Une feuille de route axée sur l’efficacité et la régulation
Au cœur de ce décret, l’AME se voit confier la mise en œuvre globale de la politique gouvernementale en matière d’efficacité énergétique. Ses missions s’articulent autour de plusieurs axes majeurs :

  • Réglementation et certification : Définir les normes, performances et exigences minimales d’étiquetage, tout en gérant l’attribution, le recouvrement et le retrait des labels et certificats de performance énergétique.
  • Contrôle et audits : Assurer la conformité des installations, équipements et bâtiments publics ou privés, et promouvoir ou superviser les audits énergétiques obligatoires et volontaires.
  • Gestion des données : Collecter, analyser et diffuser les indicateurs et bilans énergétiques nationaux.
  • Incitations et finance verte : Proposer des régimes de subventions, des mesures fiscales adaptées, et participer à la politique tarifaire. L’agence est également chargée de canaliser les financements climatiques, fonds verts et mécanismes carbone.

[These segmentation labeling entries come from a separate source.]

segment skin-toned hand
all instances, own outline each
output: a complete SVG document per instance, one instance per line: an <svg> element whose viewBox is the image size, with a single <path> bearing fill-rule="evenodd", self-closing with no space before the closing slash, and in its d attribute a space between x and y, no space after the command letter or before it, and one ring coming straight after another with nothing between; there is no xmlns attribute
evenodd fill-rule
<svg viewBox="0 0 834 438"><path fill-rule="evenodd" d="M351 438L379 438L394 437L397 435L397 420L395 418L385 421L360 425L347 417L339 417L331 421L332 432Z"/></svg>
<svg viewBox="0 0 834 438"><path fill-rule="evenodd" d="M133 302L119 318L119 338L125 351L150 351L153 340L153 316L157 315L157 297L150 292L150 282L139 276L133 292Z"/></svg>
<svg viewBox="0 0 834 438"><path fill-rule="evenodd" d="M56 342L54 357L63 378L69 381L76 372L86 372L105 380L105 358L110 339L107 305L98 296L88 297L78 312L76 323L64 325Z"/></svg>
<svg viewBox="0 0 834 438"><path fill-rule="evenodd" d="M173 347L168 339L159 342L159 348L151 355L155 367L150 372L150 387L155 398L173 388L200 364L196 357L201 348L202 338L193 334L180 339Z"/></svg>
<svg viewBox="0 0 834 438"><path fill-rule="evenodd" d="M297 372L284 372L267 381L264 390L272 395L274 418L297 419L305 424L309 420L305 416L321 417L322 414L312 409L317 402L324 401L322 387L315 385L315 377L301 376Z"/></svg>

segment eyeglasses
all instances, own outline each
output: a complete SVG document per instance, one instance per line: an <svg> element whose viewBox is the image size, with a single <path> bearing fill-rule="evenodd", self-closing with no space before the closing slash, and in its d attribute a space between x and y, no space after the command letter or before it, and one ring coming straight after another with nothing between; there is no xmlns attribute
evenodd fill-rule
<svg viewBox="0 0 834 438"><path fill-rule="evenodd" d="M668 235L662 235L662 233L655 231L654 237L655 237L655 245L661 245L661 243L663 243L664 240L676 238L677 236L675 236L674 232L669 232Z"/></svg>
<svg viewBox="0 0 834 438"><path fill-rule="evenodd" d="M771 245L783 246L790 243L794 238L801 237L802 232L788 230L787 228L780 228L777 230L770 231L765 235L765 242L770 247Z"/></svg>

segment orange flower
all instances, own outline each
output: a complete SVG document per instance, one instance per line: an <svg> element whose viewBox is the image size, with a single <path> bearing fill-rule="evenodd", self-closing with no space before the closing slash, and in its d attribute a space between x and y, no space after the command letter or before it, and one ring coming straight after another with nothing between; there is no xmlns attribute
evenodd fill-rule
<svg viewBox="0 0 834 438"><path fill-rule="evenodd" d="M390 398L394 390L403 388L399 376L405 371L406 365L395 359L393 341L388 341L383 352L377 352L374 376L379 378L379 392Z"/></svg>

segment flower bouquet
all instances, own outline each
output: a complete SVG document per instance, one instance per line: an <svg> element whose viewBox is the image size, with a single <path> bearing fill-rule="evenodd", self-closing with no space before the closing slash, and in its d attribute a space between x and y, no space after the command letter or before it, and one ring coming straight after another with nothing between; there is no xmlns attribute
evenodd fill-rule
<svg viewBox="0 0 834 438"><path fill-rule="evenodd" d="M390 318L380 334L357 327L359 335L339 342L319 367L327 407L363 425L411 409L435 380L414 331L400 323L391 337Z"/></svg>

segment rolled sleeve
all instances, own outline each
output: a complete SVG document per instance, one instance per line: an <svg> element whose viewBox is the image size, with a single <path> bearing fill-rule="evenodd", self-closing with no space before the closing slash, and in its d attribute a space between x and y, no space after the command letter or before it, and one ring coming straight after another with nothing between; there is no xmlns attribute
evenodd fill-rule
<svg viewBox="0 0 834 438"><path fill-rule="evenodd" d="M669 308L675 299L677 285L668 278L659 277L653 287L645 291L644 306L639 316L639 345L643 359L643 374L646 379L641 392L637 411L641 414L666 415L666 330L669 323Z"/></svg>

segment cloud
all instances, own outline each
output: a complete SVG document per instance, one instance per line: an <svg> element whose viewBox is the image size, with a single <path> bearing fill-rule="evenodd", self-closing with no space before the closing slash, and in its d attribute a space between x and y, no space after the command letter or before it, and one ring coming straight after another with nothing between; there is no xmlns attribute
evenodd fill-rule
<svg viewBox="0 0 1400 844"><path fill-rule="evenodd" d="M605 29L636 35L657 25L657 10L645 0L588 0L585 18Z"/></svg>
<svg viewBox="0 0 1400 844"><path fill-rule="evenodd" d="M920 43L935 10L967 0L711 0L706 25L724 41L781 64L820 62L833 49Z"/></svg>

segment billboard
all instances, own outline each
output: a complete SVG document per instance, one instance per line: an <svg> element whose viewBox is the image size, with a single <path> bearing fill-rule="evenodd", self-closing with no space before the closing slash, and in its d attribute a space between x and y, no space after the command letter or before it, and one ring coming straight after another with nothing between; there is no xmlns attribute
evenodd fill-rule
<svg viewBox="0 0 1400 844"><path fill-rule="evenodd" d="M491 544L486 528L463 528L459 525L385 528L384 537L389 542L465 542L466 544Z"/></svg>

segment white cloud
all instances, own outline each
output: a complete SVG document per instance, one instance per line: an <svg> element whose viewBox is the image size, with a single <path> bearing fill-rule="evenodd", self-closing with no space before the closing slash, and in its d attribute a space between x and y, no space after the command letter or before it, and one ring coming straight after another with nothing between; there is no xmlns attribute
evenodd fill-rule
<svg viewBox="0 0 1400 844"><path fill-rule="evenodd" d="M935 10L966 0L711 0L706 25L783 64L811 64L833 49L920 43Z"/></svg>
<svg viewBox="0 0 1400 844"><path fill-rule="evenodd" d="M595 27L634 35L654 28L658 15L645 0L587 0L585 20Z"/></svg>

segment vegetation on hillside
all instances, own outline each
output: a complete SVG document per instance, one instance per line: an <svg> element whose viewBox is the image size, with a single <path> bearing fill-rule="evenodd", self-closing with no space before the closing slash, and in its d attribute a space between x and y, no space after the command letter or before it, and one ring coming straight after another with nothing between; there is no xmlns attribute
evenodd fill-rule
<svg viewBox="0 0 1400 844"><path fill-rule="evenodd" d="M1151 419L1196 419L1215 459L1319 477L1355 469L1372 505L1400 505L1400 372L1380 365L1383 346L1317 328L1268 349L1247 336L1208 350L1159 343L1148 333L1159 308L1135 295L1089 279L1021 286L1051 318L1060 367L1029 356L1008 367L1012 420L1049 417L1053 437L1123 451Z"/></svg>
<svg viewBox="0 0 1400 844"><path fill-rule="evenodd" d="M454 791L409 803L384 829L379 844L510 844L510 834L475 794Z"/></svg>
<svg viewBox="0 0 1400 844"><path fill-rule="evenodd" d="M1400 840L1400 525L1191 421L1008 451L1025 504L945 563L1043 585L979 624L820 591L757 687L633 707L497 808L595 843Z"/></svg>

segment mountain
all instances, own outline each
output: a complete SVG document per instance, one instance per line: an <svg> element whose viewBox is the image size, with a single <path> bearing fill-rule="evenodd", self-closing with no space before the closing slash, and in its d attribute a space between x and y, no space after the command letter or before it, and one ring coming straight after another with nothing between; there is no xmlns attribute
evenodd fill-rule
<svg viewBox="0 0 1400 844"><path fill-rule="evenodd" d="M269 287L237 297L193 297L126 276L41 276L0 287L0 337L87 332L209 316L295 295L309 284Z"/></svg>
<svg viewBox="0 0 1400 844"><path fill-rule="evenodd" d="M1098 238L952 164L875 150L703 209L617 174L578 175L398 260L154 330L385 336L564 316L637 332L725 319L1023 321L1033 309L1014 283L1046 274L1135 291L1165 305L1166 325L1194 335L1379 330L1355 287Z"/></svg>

  • Accompagnement et sensibilisation : Appuyer les collectivités, entreprises et institutions dans leurs projets d’efficacité énergétique, former les acteurs du secteur et développer le marché des sociétés de services énergétiques.

Conformément aux dispositions finales du décret, les détails spécifiques de l’organisation interne de l’AME seront élaborés par le Directeur général puis soumis à l’approbation du Conseil d’administration.